Google Gen AI 5-Day Intensive: Day Three (3/5)

Codelab #1

How to build an agent using LangGraph. Try code locally by downloading from Github or run it in a Kaggle notebook.

"""
Build an agent with LangGraph

Google Gen AI 5-Day Intensive Course
Host: Kaggle

Day: 3

Codelab: https://www.kaggle.com/code/markishere/day-3-building-an-agent-with-langgraph/#IMPORTANT!
"""

from pprint import pprint
from typing import Annotated, Literal

from google import genai
from IPython.display import Image
from langchain_core.messages.ai import AIMessage
from langchain_core.tools import tool
from langchain_google_genai import ChatGoogleGenerativeAI
from langgraph.graph import END, START, StateGraph
from langgraph.graph.message import add_messages
from langgraph.prebuilt import ToolNode
from typing_extensions import TypedDict
from collections.abc import Iterable
from random import randint
from langchain_core.messages.tool import ToolMessage

class OrderState(TypedDict):
    """State representing the customer's order conversation."""

    # Preserves the conversaton history between nodes.
    # The 'add messages' annotation indicates to LangGraphthat state
    # is updated by appending returned messages, not replacing them.
    messages: Annotated[list, add_messages]

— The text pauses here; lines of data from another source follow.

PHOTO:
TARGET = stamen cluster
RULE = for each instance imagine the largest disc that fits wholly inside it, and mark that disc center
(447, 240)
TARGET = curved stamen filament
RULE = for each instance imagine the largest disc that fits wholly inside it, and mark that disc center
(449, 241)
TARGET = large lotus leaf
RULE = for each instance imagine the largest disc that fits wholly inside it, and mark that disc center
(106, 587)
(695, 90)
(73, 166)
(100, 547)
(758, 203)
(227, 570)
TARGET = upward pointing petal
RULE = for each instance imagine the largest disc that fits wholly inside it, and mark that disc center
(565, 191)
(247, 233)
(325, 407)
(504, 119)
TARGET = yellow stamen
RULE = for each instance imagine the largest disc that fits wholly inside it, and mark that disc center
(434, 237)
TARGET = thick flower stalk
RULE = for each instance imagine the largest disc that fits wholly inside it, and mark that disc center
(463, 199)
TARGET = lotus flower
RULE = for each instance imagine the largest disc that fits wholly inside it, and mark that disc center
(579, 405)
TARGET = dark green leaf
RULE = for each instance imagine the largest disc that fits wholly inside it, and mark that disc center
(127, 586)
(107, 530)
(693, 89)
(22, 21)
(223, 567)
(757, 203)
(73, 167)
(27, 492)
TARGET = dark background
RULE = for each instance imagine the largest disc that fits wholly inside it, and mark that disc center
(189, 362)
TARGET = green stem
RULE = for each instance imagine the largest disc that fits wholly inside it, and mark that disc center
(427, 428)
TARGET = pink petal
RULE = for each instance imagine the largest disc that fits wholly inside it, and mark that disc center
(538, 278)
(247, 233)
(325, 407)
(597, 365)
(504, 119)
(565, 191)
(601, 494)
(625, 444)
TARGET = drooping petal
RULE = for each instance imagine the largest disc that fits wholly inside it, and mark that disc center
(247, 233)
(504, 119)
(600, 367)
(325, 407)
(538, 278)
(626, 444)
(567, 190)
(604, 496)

    # The customer's in-progress order.
    order: list[str]

    # Flag indicating that the order is placed and completed.
    finished: bool


# The system instruction defines how the chatbot is expected to behave
# and includes rules for when to call different functions,
# as well as rules for the conversation, such as tone and what is permitted
# for discussion.
BARISTABOT_SYSINT = (
    # 'system' indicates the message is a system instruction.
    "system",
    "You are a BaristaBot, an interactive cafe ordering system. A human will talk to you about the "
    "available products you have and you will answer any questions about menu items (and only about "
    "menu items - no off-topic discussion, but you can chat about the products and their history). "
    "The customer will place an order for 1 or more items from the menu, which you will structure "
    "and send to the ordering system after confirming the order with the human. "
    "\n\n"
    "Add items to the customer's order with add_to_order, and reset the order with clear_order. "
    "To see the contents of the order so far, call get_order (this is shown to you, not the user) "
    "Always confirm_order with the user (double-check) before calling place_order. Calling confirm_order will "
    "display the order items to the user and returns their response to seeing the list. Their response may contain modifications. "
    "Always verify and respond with drink and modifier names from the MENU before adding them to the order. "
    "If you are unsure a drink or modifier matches those on the MENU, ask a question to clarify or redirect. "
    "You only have the modifiers listed on the menu. "
    "Once the customer has finished ordering items, Call confirm_order to ensure it is correct then make "
    "any necessary updates and then call place_order. Once place_order has returned, thank the user and "
    "say goodbye!"
    "\n\n"
    "If any of the tools are unavailable, you can break the fourth wall and tell the user that "
    "they have not implemented them yet and should keep reading to do so.",
)

# This is the message with which the system opens the conversation.
WELCOME_MSG = "Welcome to the BaristaBot cafe. Type `q` to quit. How may I serve you today?"

# Define chatbot node
# This node will represent a single turn in a chat conversation
#
# Try using different models. The Gemini 2.0 flash model is highly capable, great with tools,
# and has a generous free tier. If you try the older 1.5 models, note that the 'pro' models are
# better at complex multi-tool cases like this, but the 'flas' models are faster and have more
# free quota.
#
# Check out the features and quota differences here:
#  - https://ai.google.dev/gemini-api/docs/models/gemini
llm = ChatGoogleGenerativeAI(model="gemini-2.0-flash")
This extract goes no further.